Mathieu Gravel, coordonnateur et Marc-André Galbrand, chef logisticien.

Vers 14 heures, une surprise m’attend… On m’amène à l’aéroport. À ma grande surprise, ma sœur Nadia arrive par First Air!! Nous nous embrassons très fort! Elle est venue spécialement pour me dire qu’elle est fière de moi, que nos parents et ancêtres seraient certainement honorés par notre accomplissement! Quelle bonheur et quelle surprise qui touche au cœur! Tellement d’émotions!

…Une autre belle surprise… Je ne sais par quel moyen, mais on me donne mon sac Speedo… Mais qu’est-ce que ce sac fait ici?? C’est Geneviève, ma douce, qui m’envoie tout ce qu’il faut pour me changer et faire une toilette : des vêtements propres, une trousse avec parfum et tout…et une magnifique lettre contenant deux billets pour voir U2 cet été! Encore une intention d’une délicatesse inouïe! J’ai une blonde en or!!

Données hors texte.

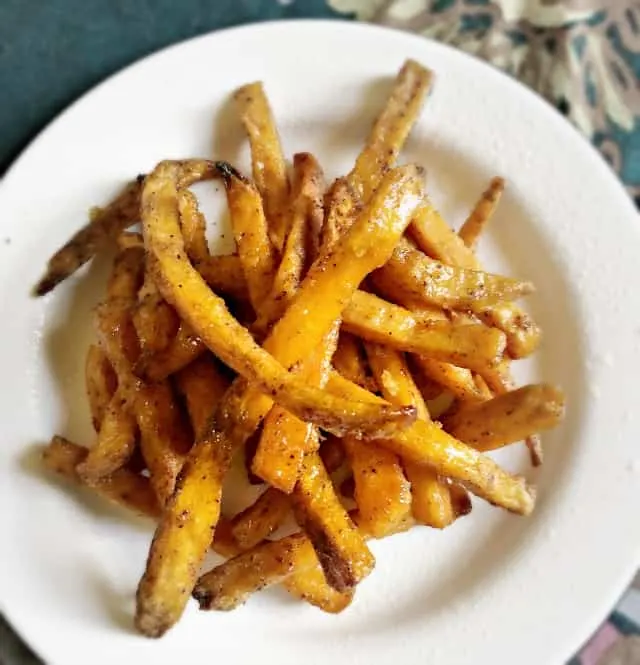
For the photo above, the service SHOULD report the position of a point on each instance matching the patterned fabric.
(582, 55)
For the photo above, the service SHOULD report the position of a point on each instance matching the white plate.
(494, 587)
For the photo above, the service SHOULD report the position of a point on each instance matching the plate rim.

Il y a tellement d’activités!! Tout ce déroule à la vitesse de l’éclair. On me met au courant du programme du lendemain et nous quittons pour la salle communautaire pour un grand souper d’honneur durant lequel nous remettons un certificat à tous les marcheurs. Le maire, les chefs des différentes communautés présents font des 11082993_10153278212024880_1068281640_nallocutions. Une allocution remarquée : Elijah s’est exprimé devant tous, à la grande surprise de tous! On remarque un changement certain chez le jeune homme…. Il a une assurance qu’il n’avait pas avant le départ, au grand bonheur de tous!

Je reçois tellement de cadeaux!!! J’ai été si gâté!! Edgar m’offre des bas de laine, tricotés par sa grand-mère, sur lesquels on peut lire « Innu Meshkenu, Stanley». J’ai aussi reçu un livre avec de superbes photos de Kuujjuaq, un magnifique parka, de beaux mocassins naskapis….. Je donne à mon tour un discours; je remercie tous  pour leur grande générosité. Je mentionne l’importance d’avoir fini ensemble malgré les grandes difficultés vécues. Je suis fier de tous et chacun! Le périple fut difficile; on ne s’en souviendra que plus longtemps.

Autour de 22 heures, je retourne à l’appartement avec Véronique et Yoan. Je m’installe pour la nuit, épuisé mais satisfait et content de notre grande réussite.